Thank you for the question.
Mr. Chairman, when I show this graph, that's the issue on chronic offenders, so if I didn't emphasize that sufficiently, I apologize. The main purpose of our mission is to highlight the issue of chronic offenders, and we're asking for escalating sentences.
We don't have the exact prescription for how you do that. Minimum sentences and so on would be up to folks in Parliament to debate and come up with something that's going to work, based on experience. We'll be happy to look at that, but what we're saying is that if somebody appears before a judge and they have 30 convictions and they're appearing again on similar or even other convictions that might be more serious, or violent convictions, there should be a requirement for those sentences to escalate and a reverse onus put on the criminal to demonstrate why they should not get a higher sentence.
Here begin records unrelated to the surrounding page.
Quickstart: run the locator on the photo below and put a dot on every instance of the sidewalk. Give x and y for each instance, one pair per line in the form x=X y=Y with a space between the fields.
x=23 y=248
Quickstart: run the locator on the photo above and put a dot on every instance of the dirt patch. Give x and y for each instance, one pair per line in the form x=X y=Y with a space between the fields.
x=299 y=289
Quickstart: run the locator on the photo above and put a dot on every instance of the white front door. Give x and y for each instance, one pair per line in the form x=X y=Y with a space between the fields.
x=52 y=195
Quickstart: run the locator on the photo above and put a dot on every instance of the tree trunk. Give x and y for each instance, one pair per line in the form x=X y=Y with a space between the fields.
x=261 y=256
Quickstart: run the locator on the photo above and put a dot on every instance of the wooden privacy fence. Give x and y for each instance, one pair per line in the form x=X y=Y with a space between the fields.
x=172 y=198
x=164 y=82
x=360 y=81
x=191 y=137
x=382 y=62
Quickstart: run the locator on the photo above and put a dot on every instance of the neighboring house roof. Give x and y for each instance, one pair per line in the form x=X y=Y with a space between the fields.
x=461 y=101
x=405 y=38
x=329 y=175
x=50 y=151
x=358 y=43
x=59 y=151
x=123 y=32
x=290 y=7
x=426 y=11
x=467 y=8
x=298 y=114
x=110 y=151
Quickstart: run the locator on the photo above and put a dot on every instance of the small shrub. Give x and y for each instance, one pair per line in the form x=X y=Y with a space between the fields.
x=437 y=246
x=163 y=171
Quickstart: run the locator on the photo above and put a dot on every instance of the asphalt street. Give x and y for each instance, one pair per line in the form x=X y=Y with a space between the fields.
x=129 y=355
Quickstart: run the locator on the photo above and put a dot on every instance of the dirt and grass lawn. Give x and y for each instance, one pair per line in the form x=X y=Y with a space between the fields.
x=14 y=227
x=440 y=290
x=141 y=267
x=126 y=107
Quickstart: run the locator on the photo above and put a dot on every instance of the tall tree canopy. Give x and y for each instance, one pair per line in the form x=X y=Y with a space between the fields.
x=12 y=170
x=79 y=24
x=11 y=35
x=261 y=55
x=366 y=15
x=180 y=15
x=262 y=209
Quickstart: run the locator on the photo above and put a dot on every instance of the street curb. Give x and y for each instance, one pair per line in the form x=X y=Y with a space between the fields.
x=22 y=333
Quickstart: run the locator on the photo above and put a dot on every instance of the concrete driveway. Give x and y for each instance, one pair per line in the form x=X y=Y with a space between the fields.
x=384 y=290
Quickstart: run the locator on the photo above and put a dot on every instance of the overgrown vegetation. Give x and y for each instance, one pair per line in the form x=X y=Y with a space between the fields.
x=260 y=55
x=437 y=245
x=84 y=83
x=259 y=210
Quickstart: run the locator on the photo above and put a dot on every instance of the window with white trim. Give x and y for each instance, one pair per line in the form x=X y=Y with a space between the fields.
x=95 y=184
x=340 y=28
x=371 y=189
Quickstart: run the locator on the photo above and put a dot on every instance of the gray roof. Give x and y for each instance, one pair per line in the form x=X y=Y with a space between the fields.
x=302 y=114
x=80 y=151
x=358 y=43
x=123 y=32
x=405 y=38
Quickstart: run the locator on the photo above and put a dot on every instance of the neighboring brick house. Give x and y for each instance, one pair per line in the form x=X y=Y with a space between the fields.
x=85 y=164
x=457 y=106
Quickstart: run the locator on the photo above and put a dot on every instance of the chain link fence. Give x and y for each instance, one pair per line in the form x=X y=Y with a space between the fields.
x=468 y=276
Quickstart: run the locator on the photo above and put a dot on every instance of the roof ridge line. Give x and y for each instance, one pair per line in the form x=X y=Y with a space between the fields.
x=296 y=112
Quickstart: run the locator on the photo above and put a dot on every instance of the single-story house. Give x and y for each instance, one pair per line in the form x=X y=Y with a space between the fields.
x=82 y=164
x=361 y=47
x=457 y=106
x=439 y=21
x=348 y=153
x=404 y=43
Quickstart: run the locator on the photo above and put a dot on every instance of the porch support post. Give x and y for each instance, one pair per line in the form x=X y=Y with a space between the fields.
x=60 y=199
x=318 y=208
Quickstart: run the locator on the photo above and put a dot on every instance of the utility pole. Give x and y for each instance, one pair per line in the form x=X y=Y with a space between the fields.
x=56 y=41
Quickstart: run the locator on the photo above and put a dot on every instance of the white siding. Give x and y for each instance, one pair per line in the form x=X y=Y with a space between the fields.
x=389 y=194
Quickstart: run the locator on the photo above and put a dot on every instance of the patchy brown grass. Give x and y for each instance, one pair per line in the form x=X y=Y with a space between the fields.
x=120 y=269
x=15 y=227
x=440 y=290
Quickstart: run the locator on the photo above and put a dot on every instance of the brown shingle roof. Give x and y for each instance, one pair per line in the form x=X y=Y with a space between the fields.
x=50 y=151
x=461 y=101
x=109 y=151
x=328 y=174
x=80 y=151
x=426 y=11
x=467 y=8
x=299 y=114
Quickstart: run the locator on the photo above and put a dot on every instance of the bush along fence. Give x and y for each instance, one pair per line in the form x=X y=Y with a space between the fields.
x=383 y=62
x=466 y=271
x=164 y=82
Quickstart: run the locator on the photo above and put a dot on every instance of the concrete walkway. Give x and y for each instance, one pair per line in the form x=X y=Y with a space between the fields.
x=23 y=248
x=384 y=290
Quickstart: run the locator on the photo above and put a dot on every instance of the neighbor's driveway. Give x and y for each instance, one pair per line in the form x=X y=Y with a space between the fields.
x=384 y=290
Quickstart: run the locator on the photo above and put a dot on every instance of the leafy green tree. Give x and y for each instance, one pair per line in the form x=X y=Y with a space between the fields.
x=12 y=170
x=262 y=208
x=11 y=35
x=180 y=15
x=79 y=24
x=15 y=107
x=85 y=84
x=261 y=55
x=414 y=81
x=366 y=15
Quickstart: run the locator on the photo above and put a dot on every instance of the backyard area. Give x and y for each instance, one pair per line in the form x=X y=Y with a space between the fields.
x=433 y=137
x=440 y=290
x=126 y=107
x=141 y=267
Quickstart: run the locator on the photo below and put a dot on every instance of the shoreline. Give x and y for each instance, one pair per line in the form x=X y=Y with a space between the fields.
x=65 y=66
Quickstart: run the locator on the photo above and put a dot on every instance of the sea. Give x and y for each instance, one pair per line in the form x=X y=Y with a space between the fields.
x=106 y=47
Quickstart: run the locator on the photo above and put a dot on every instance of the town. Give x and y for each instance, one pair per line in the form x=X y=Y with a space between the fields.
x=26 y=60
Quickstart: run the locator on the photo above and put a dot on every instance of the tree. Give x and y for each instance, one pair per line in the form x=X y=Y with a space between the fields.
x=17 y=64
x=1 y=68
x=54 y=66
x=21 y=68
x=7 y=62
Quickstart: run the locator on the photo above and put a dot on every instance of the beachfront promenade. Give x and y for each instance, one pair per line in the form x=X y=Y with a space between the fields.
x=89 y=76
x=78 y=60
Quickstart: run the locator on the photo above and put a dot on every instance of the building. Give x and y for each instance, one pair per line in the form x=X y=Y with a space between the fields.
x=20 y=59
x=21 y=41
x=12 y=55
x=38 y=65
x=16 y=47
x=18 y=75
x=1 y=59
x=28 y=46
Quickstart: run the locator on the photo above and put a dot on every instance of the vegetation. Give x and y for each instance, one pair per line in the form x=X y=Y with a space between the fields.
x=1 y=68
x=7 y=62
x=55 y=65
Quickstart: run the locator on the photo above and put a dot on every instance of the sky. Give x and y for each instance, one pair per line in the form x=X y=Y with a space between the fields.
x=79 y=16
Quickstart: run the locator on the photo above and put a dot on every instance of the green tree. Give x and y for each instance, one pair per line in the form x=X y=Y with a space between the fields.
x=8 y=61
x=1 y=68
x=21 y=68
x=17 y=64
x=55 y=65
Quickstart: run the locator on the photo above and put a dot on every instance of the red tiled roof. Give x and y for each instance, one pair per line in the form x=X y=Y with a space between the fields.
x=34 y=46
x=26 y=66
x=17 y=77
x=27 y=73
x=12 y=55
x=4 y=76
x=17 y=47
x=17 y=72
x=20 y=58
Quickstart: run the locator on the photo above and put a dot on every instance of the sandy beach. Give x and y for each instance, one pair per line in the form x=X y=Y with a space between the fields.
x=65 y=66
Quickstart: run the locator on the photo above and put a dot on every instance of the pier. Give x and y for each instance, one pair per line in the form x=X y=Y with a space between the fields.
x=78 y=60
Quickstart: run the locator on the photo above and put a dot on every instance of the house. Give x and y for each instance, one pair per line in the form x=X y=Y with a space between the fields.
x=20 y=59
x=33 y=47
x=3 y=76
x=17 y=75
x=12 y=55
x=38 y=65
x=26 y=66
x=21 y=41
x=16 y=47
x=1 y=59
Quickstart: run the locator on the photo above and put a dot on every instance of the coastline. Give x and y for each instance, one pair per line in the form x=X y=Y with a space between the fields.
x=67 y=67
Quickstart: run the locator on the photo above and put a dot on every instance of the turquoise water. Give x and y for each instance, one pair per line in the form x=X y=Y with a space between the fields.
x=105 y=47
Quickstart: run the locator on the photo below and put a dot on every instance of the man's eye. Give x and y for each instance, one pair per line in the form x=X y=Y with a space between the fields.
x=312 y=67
Judges in British Columbia tell us it doesn't do any good. Going back to this 1971 policy, it doesn't do any good to put people in prison because they still come out as thieves and criminals and they assault people, they continue to do that, and it's usually based on having a problem with drugs or a mental illness. Therefore, it's a medical problem, and they refuse to treat it as a legal problem.
The only problem is that a whole bunch of victims are going to be created as a result of that decision. There seems to be a disconnect in terms of accountability between that decision and what's going to happen next, and our members and their families are getting pretty upset with that.
Perhaps Dave could answer with a little bit more detail on how we might do this.